Et si les données sont volées, et pas chiffrées ni détruites, pourquoi demander une rançon ?
Le 11/07/2025 à 10h57
Il suffit de le trouver :)
Le 11/07/2025 à 11h05
Sans garantie aucune évidemment.
Cela rejoint les principes de double et triple extortions.
Le 11/07/2025 à 11h36
Mauvaise gestion de crise côté hôpital, le déni c'est jamais bon... Et ce n'est pas la première fois
Le 11/07/2025 à 12h21
Le 13/07/2025 à 13h56
Modifié le 14/07/2025 à 12h31
Leur 1e comm´, avec leur "essentiellement de nature administrative", fait doucement rire (jaune).

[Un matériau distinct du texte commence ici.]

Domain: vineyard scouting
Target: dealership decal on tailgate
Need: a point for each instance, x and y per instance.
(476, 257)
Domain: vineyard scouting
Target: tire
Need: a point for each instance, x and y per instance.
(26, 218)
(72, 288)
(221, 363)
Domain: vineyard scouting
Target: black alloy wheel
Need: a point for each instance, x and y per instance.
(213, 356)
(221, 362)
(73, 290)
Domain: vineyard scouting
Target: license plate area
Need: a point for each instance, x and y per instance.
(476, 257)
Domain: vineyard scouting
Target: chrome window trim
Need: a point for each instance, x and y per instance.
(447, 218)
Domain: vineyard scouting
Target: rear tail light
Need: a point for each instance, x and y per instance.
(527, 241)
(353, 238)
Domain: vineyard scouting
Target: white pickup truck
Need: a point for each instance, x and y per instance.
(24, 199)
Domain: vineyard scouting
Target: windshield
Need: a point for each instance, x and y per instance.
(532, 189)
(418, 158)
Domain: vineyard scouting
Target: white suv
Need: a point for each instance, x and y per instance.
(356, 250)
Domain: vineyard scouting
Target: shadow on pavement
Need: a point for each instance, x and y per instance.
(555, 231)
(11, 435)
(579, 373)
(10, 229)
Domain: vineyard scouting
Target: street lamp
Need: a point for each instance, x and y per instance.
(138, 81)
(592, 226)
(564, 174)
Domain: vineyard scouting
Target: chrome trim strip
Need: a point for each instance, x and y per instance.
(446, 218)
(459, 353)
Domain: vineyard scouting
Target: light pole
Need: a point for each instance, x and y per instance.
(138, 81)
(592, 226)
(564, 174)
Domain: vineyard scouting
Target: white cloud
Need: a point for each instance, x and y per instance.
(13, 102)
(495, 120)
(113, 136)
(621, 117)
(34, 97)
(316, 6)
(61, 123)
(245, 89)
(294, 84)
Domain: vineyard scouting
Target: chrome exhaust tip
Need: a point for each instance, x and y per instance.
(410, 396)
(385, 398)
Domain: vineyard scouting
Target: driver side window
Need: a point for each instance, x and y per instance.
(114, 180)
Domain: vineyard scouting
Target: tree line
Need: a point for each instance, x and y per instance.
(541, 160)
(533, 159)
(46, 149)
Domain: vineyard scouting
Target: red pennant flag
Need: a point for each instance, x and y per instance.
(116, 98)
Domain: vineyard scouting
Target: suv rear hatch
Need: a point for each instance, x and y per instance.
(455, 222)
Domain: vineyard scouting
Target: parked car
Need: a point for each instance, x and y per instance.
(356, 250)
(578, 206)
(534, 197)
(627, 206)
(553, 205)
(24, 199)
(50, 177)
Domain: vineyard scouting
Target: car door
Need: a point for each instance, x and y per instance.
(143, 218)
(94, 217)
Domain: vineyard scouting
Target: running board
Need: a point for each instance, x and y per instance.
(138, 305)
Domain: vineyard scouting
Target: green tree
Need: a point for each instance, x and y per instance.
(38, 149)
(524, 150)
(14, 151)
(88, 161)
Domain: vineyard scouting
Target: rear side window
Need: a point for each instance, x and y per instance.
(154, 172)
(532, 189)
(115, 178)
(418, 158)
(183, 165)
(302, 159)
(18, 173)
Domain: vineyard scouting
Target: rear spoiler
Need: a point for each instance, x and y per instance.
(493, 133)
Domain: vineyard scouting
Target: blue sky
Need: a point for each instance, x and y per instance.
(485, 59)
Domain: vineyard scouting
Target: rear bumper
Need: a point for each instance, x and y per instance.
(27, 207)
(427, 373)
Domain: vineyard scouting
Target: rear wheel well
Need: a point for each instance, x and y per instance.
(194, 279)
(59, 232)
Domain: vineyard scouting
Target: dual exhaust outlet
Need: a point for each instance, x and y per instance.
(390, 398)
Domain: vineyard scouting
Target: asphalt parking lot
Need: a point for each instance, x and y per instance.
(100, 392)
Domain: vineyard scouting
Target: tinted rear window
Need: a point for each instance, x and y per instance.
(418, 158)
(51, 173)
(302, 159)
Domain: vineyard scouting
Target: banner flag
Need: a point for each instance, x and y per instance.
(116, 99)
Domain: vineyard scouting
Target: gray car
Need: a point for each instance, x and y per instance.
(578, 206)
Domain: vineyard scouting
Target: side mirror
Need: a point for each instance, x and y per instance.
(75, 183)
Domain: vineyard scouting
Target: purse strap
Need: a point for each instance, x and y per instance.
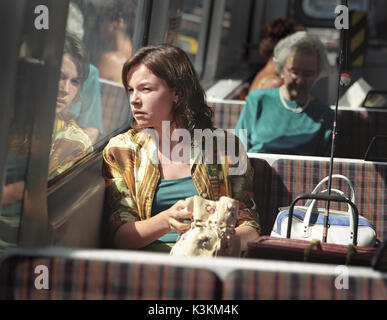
(310, 208)
(334, 176)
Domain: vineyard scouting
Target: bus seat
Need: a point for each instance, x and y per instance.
(356, 128)
(317, 283)
(226, 113)
(107, 275)
(261, 188)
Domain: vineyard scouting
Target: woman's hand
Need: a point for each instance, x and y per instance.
(176, 215)
(138, 234)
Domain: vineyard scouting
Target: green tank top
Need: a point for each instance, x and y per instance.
(168, 192)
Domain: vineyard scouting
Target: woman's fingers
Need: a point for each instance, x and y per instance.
(179, 227)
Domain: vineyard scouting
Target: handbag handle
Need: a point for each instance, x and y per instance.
(355, 212)
(334, 176)
(309, 210)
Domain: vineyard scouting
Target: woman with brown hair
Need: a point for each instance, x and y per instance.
(147, 179)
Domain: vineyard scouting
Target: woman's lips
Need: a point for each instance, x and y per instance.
(138, 113)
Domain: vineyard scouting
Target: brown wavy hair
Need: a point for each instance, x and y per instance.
(273, 32)
(172, 64)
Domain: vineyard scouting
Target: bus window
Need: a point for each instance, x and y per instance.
(193, 30)
(91, 103)
(325, 9)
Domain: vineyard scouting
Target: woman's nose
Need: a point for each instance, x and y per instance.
(135, 98)
(64, 86)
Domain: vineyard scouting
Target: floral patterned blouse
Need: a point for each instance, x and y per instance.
(131, 173)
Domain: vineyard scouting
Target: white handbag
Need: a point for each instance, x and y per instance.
(212, 229)
(307, 221)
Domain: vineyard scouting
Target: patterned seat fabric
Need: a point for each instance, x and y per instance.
(82, 279)
(275, 285)
(115, 107)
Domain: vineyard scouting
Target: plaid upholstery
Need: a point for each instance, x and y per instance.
(115, 107)
(355, 131)
(226, 114)
(294, 177)
(271, 285)
(240, 92)
(82, 279)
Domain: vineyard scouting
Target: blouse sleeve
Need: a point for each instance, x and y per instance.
(120, 201)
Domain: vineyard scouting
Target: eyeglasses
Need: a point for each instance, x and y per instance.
(295, 74)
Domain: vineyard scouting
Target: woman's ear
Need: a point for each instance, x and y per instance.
(176, 98)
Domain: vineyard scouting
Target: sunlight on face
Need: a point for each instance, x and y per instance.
(151, 99)
(69, 84)
(299, 73)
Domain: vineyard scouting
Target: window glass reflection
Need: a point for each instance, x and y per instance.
(92, 104)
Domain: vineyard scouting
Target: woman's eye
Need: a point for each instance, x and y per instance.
(76, 82)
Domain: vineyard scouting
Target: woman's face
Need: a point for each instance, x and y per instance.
(69, 84)
(151, 99)
(299, 73)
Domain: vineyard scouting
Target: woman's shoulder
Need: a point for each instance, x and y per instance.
(126, 140)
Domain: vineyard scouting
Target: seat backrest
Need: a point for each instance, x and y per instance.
(263, 175)
(288, 285)
(115, 106)
(293, 177)
(356, 129)
(22, 277)
(226, 114)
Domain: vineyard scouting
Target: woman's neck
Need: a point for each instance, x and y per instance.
(299, 100)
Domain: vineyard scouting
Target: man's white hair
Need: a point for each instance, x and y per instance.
(304, 42)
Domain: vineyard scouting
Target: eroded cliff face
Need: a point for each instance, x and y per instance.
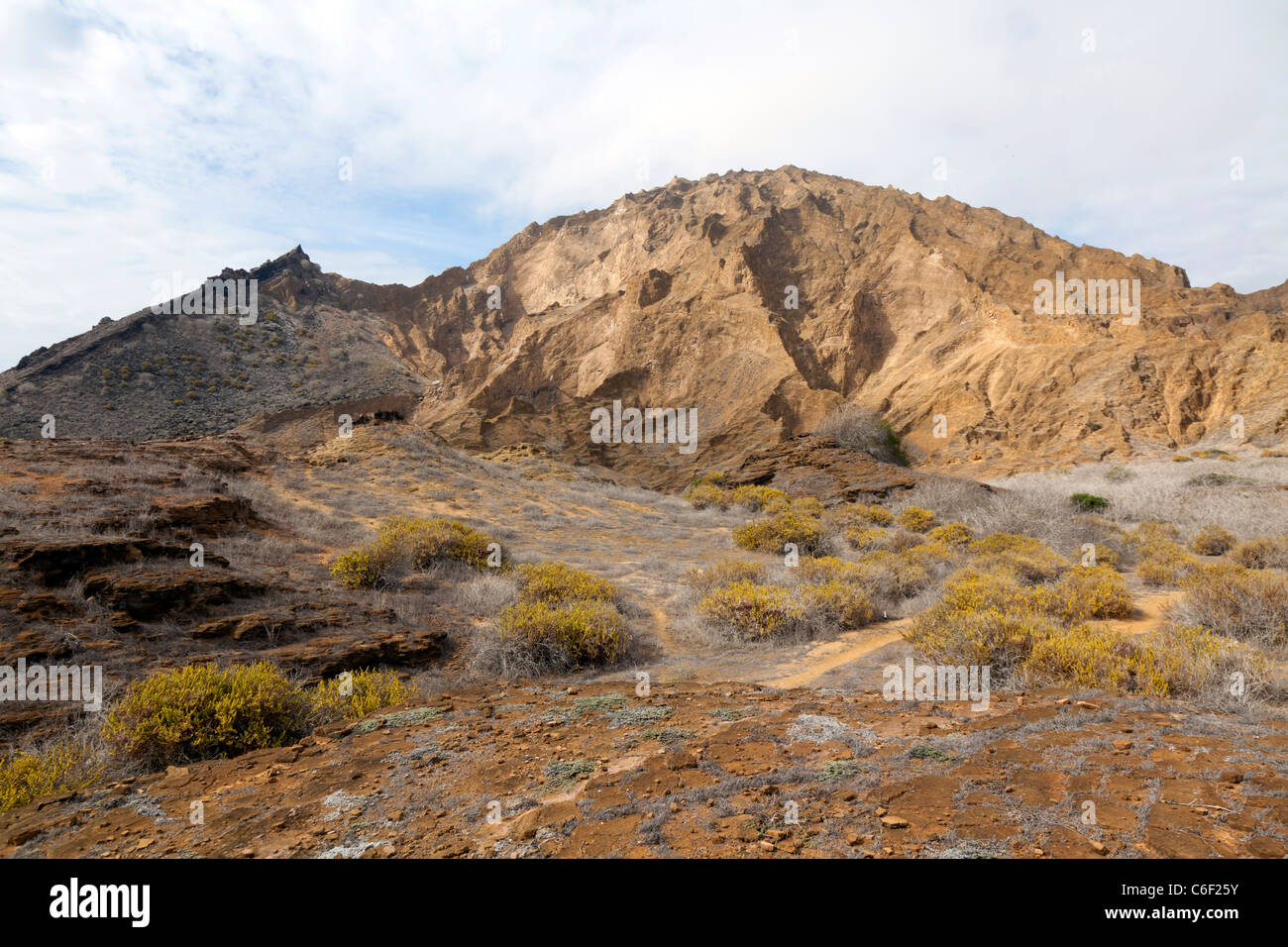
(765, 299)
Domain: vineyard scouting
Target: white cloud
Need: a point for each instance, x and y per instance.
(143, 137)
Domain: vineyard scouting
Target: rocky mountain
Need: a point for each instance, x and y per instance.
(761, 299)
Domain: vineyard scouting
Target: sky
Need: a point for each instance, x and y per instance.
(147, 138)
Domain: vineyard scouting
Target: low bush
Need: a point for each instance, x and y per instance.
(1095, 591)
(889, 577)
(773, 534)
(953, 534)
(557, 581)
(825, 569)
(704, 493)
(359, 694)
(1236, 602)
(866, 538)
(430, 541)
(410, 543)
(565, 634)
(1104, 556)
(201, 711)
(1267, 552)
(840, 602)
(1091, 657)
(1163, 562)
(724, 573)
(752, 609)
(1212, 540)
(1028, 558)
(999, 637)
(58, 767)
(859, 514)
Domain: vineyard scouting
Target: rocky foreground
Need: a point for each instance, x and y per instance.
(707, 770)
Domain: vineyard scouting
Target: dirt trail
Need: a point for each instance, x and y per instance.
(844, 650)
(853, 647)
(1149, 613)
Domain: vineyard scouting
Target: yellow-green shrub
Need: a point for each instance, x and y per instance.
(1150, 531)
(1267, 552)
(434, 540)
(931, 556)
(411, 541)
(952, 534)
(914, 518)
(755, 496)
(752, 609)
(369, 692)
(890, 575)
(1104, 556)
(859, 514)
(995, 637)
(55, 768)
(1163, 562)
(1212, 540)
(1093, 591)
(579, 633)
(200, 712)
(724, 573)
(1028, 558)
(774, 532)
(827, 569)
(1094, 657)
(805, 506)
(364, 567)
(557, 581)
(866, 538)
(844, 602)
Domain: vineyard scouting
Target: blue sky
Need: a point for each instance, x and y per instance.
(149, 137)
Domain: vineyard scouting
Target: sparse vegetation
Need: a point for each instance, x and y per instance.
(861, 429)
(411, 543)
(1212, 540)
(773, 534)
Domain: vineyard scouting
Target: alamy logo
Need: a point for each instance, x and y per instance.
(649, 425)
(80, 684)
(211, 298)
(936, 684)
(1087, 296)
(73, 899)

Parce que déjà, "essentiellement", c´est à dire? C´est à dire pas que. Sinon ils auraient dit "exclusivement".
Donc on peut savoir quelles données de santé sont concernées exactement?
Ensuite, c´est bien mignon la façon de minimiser les choses mais y a juste TOUTES les données administratives possibles imaginables. Donc y a rien de rassurant là-dedans. Du tout.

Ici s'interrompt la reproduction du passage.